A curious East Twerton gravestone inscription recalls a man who regained his life
Strolling into the tranquil cemetery at Bellotts Road, visitors are likely to spot a graceful Victorian headstone set against the glossy shades of a sprawling holly tree.
The inscription carved into the pale grey stone is intriguing. It tells the passer-by:
The celebrated teetotal iron worker
Who died the 27th November 1891
Aged 79 years
Jasper now thy toils are o'er
Fought the battle won the crown
He is not dead but sleepeth
Evidently this was a man who fought a personal battle against alcohol and gained the respect of people of his day. With a little bit of research, it is possible to discover who John Jasper was and shine a small spotlight on his life.
John Jasper as he was
A vivid account of the life of John Jasper, his troubles as a hard drinker and his new life as an abstainer, is recorded in a chapter of a book called Sketches of Life and Character published in 1872 by the Scottish Temperance League.

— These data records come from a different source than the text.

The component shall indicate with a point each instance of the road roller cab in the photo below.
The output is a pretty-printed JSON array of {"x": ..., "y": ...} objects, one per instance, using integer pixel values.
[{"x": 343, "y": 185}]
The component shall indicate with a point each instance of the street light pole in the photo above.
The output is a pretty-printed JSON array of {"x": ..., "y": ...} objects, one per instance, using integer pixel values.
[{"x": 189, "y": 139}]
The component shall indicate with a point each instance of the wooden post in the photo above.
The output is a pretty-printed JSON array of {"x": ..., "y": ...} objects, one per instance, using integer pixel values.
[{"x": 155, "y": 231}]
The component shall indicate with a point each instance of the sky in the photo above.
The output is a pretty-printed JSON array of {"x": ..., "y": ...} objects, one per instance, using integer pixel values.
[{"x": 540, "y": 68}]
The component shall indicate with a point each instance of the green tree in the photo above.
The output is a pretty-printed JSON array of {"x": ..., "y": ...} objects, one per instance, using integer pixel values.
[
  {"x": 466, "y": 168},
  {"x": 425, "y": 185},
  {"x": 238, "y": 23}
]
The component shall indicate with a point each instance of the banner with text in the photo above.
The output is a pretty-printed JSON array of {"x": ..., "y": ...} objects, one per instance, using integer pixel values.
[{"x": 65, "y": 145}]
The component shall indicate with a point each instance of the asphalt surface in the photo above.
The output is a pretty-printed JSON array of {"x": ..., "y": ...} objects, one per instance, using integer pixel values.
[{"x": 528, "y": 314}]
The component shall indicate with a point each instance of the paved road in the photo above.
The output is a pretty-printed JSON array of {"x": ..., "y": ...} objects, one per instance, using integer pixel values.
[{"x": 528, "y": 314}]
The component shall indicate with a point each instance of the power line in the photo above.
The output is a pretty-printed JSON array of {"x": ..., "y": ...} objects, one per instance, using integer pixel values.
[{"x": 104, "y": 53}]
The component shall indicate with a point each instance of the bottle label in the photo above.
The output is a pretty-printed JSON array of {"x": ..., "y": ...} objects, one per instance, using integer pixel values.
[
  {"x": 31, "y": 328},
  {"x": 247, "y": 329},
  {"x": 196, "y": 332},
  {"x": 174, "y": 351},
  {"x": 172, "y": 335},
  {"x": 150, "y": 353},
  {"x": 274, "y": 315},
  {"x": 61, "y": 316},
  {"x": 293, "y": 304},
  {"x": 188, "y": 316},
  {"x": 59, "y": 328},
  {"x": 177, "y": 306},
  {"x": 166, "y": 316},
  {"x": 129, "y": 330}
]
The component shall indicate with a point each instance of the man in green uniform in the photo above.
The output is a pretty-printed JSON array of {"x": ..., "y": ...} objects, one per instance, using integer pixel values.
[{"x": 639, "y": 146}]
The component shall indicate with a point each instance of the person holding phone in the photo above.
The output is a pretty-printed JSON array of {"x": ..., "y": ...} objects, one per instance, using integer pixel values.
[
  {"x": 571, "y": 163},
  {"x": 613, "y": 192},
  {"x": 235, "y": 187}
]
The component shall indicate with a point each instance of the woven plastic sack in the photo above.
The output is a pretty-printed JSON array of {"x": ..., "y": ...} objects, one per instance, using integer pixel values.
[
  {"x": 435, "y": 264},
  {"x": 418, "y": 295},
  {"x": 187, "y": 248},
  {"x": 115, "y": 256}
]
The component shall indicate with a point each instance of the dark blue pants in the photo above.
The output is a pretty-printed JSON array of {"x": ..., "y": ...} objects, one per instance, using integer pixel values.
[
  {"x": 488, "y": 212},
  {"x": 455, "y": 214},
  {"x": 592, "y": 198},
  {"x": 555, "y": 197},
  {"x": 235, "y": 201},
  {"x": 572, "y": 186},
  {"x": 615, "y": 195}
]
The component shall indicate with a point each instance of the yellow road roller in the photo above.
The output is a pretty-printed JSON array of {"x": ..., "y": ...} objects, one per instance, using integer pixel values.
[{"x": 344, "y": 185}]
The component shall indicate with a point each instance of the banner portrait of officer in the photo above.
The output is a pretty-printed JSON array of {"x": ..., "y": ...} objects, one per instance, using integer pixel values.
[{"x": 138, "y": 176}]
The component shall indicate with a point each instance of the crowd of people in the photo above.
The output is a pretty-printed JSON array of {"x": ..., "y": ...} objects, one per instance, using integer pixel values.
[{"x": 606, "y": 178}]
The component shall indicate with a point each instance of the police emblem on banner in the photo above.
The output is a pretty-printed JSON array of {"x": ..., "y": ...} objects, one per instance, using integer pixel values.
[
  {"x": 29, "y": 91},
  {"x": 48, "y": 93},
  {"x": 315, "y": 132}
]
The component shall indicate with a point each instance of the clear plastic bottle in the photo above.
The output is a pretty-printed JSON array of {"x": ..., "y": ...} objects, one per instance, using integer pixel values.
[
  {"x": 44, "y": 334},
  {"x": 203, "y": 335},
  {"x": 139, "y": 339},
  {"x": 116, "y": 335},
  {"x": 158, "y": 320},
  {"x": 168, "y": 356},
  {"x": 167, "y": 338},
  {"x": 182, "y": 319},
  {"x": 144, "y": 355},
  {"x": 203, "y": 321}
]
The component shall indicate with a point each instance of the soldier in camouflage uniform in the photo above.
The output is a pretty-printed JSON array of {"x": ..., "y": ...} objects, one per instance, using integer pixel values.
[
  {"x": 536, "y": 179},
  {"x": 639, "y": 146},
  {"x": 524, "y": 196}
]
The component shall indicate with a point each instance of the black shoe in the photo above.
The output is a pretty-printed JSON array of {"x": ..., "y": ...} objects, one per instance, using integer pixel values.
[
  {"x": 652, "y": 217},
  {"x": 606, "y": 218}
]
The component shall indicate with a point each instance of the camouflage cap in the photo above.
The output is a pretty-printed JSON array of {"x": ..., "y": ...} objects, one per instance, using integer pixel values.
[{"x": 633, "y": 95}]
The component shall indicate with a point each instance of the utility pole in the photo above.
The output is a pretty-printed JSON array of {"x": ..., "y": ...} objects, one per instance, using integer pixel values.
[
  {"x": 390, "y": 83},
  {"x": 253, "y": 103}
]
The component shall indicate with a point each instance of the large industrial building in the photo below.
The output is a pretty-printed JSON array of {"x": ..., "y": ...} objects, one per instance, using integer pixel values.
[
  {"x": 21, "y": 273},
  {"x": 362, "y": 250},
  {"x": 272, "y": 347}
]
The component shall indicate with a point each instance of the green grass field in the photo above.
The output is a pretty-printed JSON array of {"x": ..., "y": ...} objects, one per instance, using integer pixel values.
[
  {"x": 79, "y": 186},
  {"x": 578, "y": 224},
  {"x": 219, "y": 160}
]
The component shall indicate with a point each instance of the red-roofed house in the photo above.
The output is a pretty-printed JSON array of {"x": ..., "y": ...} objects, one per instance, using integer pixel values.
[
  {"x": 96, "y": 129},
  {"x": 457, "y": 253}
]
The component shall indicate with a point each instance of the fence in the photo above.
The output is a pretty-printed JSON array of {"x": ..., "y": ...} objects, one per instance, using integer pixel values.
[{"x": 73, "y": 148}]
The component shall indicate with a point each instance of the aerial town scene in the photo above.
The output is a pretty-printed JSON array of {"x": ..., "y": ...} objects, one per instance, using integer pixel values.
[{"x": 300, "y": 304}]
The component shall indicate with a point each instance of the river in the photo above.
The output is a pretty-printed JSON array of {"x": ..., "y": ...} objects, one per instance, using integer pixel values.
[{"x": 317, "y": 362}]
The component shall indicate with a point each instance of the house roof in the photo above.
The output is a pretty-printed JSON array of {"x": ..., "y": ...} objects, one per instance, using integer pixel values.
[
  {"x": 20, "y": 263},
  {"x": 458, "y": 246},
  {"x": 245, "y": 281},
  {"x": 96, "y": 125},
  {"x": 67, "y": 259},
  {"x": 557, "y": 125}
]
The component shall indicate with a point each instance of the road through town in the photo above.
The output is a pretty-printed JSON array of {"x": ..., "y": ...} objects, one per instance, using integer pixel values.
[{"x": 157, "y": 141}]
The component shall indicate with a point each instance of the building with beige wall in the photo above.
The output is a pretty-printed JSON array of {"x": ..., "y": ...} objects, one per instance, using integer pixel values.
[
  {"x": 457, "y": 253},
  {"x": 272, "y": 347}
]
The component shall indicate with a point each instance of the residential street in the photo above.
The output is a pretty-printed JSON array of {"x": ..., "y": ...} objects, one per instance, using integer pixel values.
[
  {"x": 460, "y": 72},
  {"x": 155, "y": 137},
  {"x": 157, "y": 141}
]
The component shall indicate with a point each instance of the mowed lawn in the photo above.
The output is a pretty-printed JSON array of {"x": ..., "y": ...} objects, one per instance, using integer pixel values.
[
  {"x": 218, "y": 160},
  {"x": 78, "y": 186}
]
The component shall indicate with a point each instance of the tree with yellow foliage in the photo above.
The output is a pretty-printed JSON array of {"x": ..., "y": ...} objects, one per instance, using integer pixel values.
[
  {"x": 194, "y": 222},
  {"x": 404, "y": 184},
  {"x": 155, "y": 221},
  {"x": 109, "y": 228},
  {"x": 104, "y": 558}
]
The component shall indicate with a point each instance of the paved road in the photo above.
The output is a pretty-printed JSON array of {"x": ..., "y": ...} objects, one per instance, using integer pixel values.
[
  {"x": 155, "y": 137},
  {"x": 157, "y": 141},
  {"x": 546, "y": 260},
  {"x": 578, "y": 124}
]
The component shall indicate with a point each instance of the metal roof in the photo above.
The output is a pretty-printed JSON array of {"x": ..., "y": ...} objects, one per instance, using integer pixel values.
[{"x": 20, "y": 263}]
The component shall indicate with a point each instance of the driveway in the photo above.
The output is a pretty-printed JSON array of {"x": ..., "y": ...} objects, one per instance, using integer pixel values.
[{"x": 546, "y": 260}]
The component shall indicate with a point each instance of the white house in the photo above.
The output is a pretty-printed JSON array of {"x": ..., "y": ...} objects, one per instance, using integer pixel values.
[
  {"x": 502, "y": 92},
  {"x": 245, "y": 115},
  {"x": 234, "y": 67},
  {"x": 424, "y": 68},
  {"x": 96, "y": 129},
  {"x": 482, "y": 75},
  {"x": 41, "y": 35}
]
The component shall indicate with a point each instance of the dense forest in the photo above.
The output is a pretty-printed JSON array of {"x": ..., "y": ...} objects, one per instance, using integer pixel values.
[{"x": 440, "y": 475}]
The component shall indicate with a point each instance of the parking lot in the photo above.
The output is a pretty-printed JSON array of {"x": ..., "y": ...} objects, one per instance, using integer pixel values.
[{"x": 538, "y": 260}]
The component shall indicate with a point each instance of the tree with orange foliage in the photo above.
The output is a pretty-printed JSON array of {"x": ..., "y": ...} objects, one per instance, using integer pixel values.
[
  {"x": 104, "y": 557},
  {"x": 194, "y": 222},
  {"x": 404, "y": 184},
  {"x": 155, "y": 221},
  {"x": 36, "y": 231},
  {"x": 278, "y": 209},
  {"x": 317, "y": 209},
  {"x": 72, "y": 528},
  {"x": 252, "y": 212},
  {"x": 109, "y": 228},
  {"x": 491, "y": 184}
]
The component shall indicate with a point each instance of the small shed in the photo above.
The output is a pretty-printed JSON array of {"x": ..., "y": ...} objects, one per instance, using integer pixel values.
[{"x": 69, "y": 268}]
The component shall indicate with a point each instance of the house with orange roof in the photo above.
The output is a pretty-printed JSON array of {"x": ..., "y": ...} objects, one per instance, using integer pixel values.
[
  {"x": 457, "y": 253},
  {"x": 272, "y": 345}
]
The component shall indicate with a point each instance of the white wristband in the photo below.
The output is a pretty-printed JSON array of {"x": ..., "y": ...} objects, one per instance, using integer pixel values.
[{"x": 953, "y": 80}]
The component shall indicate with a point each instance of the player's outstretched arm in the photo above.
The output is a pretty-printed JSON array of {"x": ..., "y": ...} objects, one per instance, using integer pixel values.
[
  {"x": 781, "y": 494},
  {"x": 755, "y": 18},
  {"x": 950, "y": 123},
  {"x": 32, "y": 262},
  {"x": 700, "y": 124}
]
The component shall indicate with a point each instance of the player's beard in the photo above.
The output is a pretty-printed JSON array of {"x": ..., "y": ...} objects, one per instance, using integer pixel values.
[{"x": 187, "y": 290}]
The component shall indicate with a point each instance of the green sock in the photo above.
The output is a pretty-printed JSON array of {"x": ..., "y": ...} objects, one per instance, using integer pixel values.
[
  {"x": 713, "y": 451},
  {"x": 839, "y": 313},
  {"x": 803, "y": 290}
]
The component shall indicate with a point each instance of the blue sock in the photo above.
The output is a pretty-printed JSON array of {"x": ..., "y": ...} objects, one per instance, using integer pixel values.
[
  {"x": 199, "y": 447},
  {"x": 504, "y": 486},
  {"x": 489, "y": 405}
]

The same account appears in a Victorian newspaper called the British Workman which aimed to encourage temperance among the working-class. An antique edition of that newspaper presents a striking image of John Jasper the iron worker greeting a church minister.
The story, written from a 19th-century temperance perspective, narrates the depths to which Jasper sank through his out-of-control drinking. He had been a heavy drinker from a young age and his lifestyle caused him to be sent from his parents' home to become a drifter, poorly clothed, passing from one iron foundry to another in search of work.
Jasper briefly resolved to drink less after hearing the news that his father had died from drowning while in a drunken state—but unable to change for long, he quickly returned to his old ways. He married a sober wife who was able to bring in an income as a shoemaker, but his drinking led them both into destitution to the point where they had to sell all their furniture and take clothes to the pawnbroker.
While he was working at Low Moor iron works in Bradford, Yorkshire, John Jasper thought for the first time about quitting alcohol entirely. At this point the story is told in his own words, allowing this personality from the past to speak to us a century and a half later. He says:
My first thoughts were these: Well I have a wife and four children, and I should like to live in the world with them as long as I can; and if I am to live long, I must give over this drinking, for I feel many aches and pains in my body, which, I believe, are brought on by drinking.
But another thought crossed my mind: How am I to stand my work without a little drink? So I said to my wife, 'Fanny, I will not go to a public house any more; and you shall brew at home the old way...
So my wife brewed seven gallons of Old Stingo, as I called it. After some time, when we thought it was ready to tap, we agreed to tap for supper. On that very night there was going to be a teetotal lecture, and I was going to hear it.
I went into the lecture, and I saw a book of diagrams, and I imagined I saw my stomach, and the ravages alcoholic drinks had made there. I said then, 'By the help of God, I will never taste again,' not knowing I could do my work without it.
When I got home, Fanny had tapped our drink, and she had got a pint ready for me. I said to my wife, 'What have you got there warming?' 'It is a pint of our drink; I have tapped it.' 'Then you can go and turn it out into the road if you like, for I will never taste it again by the help of God.' 'O John, I have often heard you talk in this way.' 'Well,' I replied, 'by God's help, I am now in earnest.'
And strong drink was never set before me by my wife after that time; and she signed the pledge with me and my children likewise.
Whatever one's feelings about alcohol and the merits or demerits of abstinence, Jasper's decision greatly changed his life for the better. He was able to pay off debts, get furniture for his house and buy new clothes for his children. Meanwhile, his wife regularly testified to others that a peace now rested over their home.
John Jasper the Temperance leader
Although Jasper was ridiculed by some, he managed to establish a small teetotal society from his fellow iron workers at Low Moor. According to an 1891 Bath Chronicle write-up about him, many of his colleagues followed his example when they saw that free from alcohol, his body was less scorched and blistered from the heat of furnace-work and that he was able to work in such conditions for longer.
The story of John Jasper circulated the country and in 1883 he became a speaker for the Western Temperance League. He was very convincing in this role, leading many to commit to abstinence, and was especially influential among the iron and tin workers of South Wales. In country villages, he would ring a handbell to call people to his meetings. While attitudes to alcohol may have changed over time, it seems likely that his endeavours helped to alleviate much poverty among the working-class of that era.
At some stage in his life, Jasper moved to Bath where he lived at Livingstone Road, just off Moorland Road. The Bath Chronicle article of 1891 records that he developed health problems after wading through shoulder-high snow, aged in his seventies, to speak at meetings in Cornwall! His funeral at the Bellotts Road Cemetery saw a polished elm coffin with huge brass handles lowered into a spot that he himself had chosen.
As a final detail, it is interesting to ponder whether the holly tree that grows behind Jasper's headstone was planted in his memory. It is quite prominent, being visible from the Bellotts Road Bridge that spans the railway line. It marks the resting place of a devout man, almost entirely forgotten now, but who would once have been well-known in this area.